Guidelines for Webcast “Mini Lecture” Submission
While the lecture slides are designed as a tool for other ASRA professors and teachers to use, webcasts are short (< 5 minute) narrated slides or videos for public consumption. The target will still be 3rd and especially 4th year medical students, interns, and non-anesthesia residents.
- Webcasts should be less than 5 minutes
- All submissions will be reviewed by a SIG committee to evaluate content accuracy and breadth, structure, and presentation.
- Please provide 2-5 pre- and post- questions for your webcast. We will create a survey for these questions that also asks for mini lecture ratings and feedback that we can share with you.
- Please see the PowerPoint guidelines for voice over technique below OR use your own method and teach us how!
- Create one to go with your lecture slides or just on its own.
- The short format serves as a great way to summarize something complex like the pain pathway with visuals in a memorable way.
- Requests for specific topic will be announced on the website and in our newsletters but feel free to make them on a different relevant topic of your choosing.
If you have any questions, please don’t hesitate to contact us paineducation@asra.com.
How to create a webcast (slides with narration)
Begin by creating your slide show in PowerPoint. To record narration over your slides, you will need to have the desktop version of PowerPoint. You cannot use PowerPoint Online to record audio.
Once the slide show is created, record the narration for the slide show. When you record a narration, run through the presentation and record each slide. You can pause and resume recording any time.
- Ensure your microphone is set up and in working order prior to recording your slide show. (Be sure to record in a quite area will little outside noise. We will not be able to edit out external sounds.)
- On the Slide Show tab, click Record Slide Show.
- Select one of the following:
- Start Recording from Beginning.
- Start Recording from Current Slide.
- Click Start Recording.
- The recording can be paused at any time.

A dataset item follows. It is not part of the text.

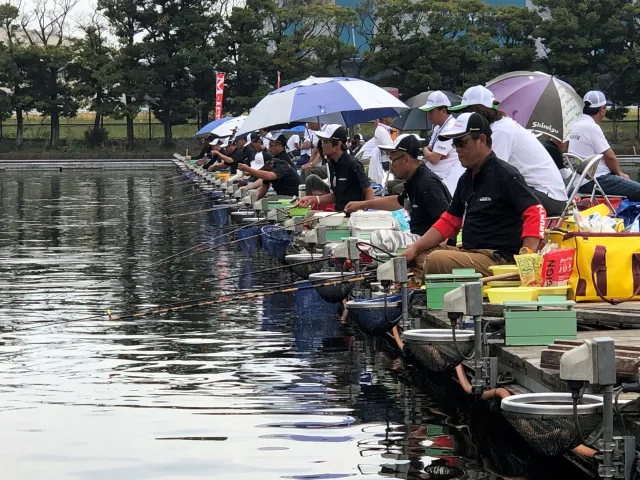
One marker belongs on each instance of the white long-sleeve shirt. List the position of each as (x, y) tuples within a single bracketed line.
[(382, 136)]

- To end your slide show recording, right click and select End Slide Show or at the end select
- The recorded slide show timings are automatically saved.
- To edit or rerecord a particular slide, select the slide you wish to change, and start the recording of the current slide again.
Preview the narration
- You can preview the recording of each slide in the recording view by clicking Play, or from the normal view by clicking on the sound icon then Play.
- To preview the entire presentation, click the Slide Show tab then From Beginning.
Recording tips
- Recordings are added to the presentation on a per-slide basis, so if you want to change a recording, you only have to re-record the affected slide or slides. Also, you can rearrange the order of slides after recording without having to re-record anything. This also means it's easy to pause for a break while recording a presentation.
- PowerPoint doesn't record audio or video during transitions between slides, so don't speak while advancing the slide. Also, include a brief buffer of silence at the beginning and the end of each slide to make the transitions smooth and ensure that you don't cut off audible narration while transitioning.